Character arrays and pointers - part 1

This guy explains really well. I have a full book on pointers, but I prefer to watch his videos. Awesome C course.

This whole channel is gold. Thanks. I'm watching this as I read the K&R C book.

The code at 14:30 works because the character array C is stored in a contiguous block of memory, so when we increased the pointer C, we were traversed through the character array C by one byte at a time, which is the amount of memory required to store a character. Once the pointer reaches the null terminator, the loop ends.

14:30 works because: Since the array is passed by reference to the function, the pointer will point to the base of the array which is index 0. Then because C is passed as a char pointer, incrementing C by one will ensure traversing the array char after char since a char is 1 byte.
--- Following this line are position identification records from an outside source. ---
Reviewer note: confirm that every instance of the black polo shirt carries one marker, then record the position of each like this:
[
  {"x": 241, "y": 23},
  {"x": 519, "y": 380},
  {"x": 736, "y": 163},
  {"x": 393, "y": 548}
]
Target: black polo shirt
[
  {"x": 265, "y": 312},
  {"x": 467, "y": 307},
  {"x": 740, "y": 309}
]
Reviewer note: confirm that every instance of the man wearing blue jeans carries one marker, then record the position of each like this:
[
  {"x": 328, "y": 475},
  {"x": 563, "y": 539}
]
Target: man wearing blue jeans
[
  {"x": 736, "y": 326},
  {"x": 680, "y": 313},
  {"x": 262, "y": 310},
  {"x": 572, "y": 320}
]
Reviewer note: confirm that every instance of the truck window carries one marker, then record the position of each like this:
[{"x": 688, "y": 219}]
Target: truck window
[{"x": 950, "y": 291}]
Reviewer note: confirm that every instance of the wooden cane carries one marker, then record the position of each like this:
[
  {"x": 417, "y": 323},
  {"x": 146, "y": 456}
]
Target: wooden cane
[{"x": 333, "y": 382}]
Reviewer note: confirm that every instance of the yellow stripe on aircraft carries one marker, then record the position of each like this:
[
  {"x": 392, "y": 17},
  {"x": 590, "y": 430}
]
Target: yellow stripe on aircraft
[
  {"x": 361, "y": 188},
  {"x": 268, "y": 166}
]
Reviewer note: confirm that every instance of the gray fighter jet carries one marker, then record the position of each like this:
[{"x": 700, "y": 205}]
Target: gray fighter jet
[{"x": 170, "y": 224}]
Sir you did really great job to demonstrated all concepts in very lucid way, you are rally adept,veteran teacher who delivered such complex topics in such a way to ease way to understandable

Hi HashDLS,
Size of pointer variable will always be same whether its a pointer to int or pointer to char. Its an address right. So, It's about how many bytes we want to use to store an address. Now, this could be address of anything. In 2 bytes or 16 bits we can store max 2^16 addresses, in 4 bytes or 32 bits - 2^32. It depends upon compiler and architecture of machine. Turbo -C may be compiling for 16 bit architecture. CodeBlocks would be compiling for 32 bit architecture.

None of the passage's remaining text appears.